Lisa Nichols, Executive Director of Community Health for Intermountain Healthcare, said for opioids that need to be kept in house for active use, theft is best protected by keeping them in a locked closet and stocking the amount of drugs in stock , 19659002] Intermountain, which has created 25-year drop-o The sites in pharmacies across the country as well as 14 in other locations with different partners have collected 22,000 pounds of prescription drugs that have been discontinued in the last 18 months, said Nichols.

In Utah, Nichols said, "I think there is a heightened awareness of the risk of prescription opioids and the need for it to safely store and dispose of prescription drugs. "

The US Drug Authority coordinates the National Drugs Abuse Day, held in April and October each Large 360 ​​Strategy Initiative – a campaign to combat opioid dependence by focusing on "law enforcement, distraction and community work". The agency says 6.2 million Americans are abusing prescription drugs in 2016.

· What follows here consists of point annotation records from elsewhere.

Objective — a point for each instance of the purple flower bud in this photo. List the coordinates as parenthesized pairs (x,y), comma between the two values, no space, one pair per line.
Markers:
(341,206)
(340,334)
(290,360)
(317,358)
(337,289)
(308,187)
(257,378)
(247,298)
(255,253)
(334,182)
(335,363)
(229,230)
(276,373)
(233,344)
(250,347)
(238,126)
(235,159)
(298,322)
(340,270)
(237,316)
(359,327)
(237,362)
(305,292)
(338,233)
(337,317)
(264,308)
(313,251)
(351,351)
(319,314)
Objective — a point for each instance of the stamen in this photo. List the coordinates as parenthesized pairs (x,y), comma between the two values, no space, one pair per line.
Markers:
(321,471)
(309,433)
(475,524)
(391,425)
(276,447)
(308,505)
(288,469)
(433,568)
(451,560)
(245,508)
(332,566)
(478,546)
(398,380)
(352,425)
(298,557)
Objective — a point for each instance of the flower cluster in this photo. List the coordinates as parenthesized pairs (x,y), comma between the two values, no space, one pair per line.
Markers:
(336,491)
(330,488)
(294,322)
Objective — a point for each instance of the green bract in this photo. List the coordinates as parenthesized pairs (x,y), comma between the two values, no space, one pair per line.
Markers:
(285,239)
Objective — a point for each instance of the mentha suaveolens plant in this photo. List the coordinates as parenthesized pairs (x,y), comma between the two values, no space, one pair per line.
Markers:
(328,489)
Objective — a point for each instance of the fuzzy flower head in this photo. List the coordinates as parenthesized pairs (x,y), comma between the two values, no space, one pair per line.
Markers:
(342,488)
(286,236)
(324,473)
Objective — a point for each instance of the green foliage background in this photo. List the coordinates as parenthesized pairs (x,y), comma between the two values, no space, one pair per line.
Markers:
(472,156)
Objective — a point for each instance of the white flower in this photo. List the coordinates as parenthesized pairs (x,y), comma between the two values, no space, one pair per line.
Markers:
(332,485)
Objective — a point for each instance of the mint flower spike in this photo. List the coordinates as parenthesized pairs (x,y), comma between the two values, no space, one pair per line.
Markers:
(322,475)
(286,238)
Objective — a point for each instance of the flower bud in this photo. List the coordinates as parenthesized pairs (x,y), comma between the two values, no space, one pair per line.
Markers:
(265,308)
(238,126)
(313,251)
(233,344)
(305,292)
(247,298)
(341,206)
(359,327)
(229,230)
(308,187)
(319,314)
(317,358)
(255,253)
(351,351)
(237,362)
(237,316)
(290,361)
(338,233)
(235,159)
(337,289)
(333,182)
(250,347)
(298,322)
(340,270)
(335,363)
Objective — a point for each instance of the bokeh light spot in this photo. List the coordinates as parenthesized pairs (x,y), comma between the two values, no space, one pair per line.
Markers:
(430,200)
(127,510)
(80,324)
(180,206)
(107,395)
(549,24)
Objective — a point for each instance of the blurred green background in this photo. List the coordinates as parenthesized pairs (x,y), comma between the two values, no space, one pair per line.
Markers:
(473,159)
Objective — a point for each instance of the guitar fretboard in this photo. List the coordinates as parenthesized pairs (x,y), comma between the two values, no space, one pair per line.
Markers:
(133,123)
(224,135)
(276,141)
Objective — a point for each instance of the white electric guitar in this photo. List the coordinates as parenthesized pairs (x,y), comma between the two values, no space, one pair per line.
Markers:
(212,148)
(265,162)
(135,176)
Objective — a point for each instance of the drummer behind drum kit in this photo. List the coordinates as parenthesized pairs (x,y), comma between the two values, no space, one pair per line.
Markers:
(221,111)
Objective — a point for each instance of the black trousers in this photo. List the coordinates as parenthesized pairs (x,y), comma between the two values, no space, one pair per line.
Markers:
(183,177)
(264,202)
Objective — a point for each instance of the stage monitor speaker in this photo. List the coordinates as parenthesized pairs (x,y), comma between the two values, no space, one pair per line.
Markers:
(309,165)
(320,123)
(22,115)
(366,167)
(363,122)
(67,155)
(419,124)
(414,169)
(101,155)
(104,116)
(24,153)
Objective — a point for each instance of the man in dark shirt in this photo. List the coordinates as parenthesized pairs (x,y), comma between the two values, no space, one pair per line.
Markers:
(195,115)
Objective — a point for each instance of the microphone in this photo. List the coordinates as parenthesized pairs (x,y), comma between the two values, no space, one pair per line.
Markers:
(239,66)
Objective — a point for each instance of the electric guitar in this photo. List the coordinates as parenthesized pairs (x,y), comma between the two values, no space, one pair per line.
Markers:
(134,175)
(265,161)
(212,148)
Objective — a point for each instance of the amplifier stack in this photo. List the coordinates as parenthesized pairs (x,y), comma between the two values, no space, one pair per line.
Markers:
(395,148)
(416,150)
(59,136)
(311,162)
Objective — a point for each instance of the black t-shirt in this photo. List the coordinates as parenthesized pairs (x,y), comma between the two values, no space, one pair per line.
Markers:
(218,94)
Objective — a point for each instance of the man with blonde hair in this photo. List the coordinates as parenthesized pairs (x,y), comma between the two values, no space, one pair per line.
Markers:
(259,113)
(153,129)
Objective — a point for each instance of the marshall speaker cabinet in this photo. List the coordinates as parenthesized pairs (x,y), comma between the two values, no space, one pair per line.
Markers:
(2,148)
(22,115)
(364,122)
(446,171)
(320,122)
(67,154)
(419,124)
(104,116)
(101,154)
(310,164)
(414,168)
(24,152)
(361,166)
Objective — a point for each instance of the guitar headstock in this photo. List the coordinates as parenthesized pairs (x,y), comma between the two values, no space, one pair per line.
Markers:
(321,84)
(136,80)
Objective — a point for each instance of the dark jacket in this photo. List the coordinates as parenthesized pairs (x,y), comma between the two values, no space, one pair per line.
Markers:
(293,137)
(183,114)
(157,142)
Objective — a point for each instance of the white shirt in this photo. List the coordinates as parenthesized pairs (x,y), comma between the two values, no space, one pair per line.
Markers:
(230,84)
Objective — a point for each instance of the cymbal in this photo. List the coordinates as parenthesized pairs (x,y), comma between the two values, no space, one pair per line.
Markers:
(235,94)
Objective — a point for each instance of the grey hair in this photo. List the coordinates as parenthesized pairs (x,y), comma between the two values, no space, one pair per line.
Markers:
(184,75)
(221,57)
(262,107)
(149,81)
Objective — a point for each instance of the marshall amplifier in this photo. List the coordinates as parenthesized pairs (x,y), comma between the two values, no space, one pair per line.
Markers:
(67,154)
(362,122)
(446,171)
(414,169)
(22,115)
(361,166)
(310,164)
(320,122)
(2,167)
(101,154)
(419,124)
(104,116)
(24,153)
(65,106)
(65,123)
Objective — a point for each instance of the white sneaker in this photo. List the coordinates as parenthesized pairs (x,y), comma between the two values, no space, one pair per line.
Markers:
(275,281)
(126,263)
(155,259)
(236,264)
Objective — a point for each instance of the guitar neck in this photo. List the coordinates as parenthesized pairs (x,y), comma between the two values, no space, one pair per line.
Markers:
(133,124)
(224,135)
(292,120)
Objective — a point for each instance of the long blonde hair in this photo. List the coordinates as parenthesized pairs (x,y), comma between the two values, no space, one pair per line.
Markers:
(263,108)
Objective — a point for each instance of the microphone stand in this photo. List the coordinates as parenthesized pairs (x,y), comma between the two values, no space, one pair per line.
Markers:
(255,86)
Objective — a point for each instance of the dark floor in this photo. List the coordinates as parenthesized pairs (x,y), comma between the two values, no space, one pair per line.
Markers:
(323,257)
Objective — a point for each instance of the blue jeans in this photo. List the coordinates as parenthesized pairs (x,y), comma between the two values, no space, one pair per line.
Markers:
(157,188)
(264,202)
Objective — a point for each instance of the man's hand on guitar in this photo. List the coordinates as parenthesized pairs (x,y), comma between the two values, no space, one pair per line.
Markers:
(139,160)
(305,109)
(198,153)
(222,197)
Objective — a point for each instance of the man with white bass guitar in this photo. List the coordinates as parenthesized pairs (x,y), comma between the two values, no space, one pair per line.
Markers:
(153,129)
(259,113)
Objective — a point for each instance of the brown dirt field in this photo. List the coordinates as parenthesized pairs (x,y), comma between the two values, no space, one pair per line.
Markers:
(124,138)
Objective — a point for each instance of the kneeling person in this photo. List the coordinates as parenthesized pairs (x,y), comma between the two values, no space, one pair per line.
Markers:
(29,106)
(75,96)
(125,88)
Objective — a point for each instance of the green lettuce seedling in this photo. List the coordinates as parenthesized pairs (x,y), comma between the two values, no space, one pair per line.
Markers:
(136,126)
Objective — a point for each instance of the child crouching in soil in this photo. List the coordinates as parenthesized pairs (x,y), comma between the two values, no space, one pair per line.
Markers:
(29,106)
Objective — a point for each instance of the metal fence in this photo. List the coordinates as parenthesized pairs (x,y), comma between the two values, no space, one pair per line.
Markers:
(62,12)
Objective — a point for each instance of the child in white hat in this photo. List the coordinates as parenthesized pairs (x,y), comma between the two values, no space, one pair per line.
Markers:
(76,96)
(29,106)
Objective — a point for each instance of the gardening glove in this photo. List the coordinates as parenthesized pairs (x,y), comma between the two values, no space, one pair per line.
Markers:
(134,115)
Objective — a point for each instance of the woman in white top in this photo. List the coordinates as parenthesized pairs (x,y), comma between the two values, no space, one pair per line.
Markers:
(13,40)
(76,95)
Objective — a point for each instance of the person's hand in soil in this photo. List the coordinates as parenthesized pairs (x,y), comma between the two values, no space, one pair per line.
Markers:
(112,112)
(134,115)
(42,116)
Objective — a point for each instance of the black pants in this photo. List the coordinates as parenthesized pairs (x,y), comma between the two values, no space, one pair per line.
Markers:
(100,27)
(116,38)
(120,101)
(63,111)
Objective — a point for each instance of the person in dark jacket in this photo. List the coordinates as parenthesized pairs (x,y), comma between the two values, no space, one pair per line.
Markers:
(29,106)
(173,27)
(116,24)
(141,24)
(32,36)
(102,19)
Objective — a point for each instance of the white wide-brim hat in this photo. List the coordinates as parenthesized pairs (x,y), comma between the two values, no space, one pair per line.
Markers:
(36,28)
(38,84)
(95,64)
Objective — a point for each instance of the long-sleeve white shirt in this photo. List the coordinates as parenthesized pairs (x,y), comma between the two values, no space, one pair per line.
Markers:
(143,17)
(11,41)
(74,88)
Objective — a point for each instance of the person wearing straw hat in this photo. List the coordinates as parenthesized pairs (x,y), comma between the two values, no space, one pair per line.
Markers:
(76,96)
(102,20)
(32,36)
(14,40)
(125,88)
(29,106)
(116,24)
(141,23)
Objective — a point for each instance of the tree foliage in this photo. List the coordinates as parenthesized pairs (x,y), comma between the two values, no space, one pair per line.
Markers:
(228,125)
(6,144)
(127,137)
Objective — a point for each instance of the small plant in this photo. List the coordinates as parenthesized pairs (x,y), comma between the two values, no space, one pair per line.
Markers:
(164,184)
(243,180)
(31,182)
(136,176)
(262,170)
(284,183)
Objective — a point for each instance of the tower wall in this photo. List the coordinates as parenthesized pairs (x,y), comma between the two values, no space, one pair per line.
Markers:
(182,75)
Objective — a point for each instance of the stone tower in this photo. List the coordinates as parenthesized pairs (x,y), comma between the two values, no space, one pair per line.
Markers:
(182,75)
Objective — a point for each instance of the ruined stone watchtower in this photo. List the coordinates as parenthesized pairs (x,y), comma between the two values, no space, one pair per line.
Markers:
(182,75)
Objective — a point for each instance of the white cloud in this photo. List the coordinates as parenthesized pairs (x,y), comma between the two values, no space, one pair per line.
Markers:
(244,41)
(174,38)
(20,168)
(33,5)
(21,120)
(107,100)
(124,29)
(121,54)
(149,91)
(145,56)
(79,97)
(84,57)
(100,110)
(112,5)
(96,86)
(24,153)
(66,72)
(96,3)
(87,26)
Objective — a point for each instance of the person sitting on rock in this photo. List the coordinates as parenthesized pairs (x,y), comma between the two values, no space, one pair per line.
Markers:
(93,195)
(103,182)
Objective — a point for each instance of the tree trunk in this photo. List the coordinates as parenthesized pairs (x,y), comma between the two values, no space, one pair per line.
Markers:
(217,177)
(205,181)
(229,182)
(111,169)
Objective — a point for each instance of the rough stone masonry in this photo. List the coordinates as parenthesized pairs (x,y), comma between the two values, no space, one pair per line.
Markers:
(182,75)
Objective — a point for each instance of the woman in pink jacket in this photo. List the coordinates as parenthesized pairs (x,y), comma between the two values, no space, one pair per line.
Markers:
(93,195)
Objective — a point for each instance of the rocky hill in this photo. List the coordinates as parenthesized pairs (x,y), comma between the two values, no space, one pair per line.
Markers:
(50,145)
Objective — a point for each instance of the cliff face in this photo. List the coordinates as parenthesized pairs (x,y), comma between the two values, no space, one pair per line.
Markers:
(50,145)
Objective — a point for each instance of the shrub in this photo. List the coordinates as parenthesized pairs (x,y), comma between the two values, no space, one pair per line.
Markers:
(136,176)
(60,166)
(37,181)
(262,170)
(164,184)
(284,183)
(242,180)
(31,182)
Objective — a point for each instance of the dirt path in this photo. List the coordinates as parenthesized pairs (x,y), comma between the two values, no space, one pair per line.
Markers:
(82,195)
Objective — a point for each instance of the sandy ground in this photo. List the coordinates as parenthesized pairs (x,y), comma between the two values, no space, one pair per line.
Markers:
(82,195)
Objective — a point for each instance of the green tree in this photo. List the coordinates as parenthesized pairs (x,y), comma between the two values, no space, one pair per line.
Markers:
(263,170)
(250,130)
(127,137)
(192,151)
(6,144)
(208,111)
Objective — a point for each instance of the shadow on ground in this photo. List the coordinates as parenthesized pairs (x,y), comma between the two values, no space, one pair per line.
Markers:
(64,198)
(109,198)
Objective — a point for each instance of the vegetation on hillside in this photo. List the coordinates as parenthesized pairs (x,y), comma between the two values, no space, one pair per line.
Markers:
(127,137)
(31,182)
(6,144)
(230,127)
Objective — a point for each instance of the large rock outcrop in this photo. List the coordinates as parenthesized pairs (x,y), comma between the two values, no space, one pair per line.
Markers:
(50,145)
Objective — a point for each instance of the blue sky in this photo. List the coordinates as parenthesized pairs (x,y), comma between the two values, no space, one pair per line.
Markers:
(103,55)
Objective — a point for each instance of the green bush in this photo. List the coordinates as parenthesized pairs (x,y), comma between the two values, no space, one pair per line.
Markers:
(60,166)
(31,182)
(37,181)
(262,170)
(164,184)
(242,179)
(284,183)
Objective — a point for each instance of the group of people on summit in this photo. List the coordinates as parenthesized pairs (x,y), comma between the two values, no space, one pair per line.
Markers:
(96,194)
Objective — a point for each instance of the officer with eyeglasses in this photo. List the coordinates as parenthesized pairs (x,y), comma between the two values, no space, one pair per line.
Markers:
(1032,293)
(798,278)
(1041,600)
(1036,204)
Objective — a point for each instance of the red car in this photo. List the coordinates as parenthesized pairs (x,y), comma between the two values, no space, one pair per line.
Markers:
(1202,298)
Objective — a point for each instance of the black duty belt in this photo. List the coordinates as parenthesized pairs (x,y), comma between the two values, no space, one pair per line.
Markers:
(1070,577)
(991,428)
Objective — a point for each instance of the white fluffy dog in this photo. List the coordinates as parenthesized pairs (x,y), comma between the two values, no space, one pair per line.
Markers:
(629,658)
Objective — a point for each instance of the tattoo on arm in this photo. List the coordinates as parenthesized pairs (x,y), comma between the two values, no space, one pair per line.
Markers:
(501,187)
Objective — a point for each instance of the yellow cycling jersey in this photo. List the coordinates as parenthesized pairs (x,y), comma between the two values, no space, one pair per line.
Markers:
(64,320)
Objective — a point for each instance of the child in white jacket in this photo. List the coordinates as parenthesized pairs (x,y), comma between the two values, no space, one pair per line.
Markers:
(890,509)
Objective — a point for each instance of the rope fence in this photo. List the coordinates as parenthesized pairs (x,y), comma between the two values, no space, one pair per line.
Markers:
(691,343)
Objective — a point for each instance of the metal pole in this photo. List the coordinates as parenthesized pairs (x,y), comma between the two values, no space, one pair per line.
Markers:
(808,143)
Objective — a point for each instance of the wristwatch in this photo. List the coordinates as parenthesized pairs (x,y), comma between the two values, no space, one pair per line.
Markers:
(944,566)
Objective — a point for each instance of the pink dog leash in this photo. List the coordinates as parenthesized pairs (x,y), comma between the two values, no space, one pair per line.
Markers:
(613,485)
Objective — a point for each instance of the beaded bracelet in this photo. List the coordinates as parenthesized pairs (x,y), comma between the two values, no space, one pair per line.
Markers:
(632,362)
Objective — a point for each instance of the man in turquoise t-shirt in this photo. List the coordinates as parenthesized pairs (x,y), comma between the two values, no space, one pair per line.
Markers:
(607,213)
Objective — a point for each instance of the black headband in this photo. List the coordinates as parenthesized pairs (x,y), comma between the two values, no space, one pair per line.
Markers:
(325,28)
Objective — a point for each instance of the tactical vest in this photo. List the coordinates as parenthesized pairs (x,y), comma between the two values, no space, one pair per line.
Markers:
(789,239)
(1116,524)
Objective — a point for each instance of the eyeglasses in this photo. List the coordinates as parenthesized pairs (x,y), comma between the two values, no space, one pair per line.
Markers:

"(We had) had a significant amount of pills that were returned on certain payback days," said Ciara Gregovich, a community outreach coordinator for the Anti-Drug Administration


Comment on this story

Utah Lt. Gov. Spencer Cox announced this month that there were 237 overdose overdose deaths in 2017, although this figure has declined over three consecutive years.

In 2017, there were 159 fatal overdose deaths related to heroin in Utah, representing the first decline in deaths of its kind within seven years. Utah was one of only nine states in which deaths from opioid overdoses declined from 2016 to 2017.

If you want to find a prescription drug landfill, whether it's all year or just this Saturday, do so at www.utahtakeback.org/collection.php.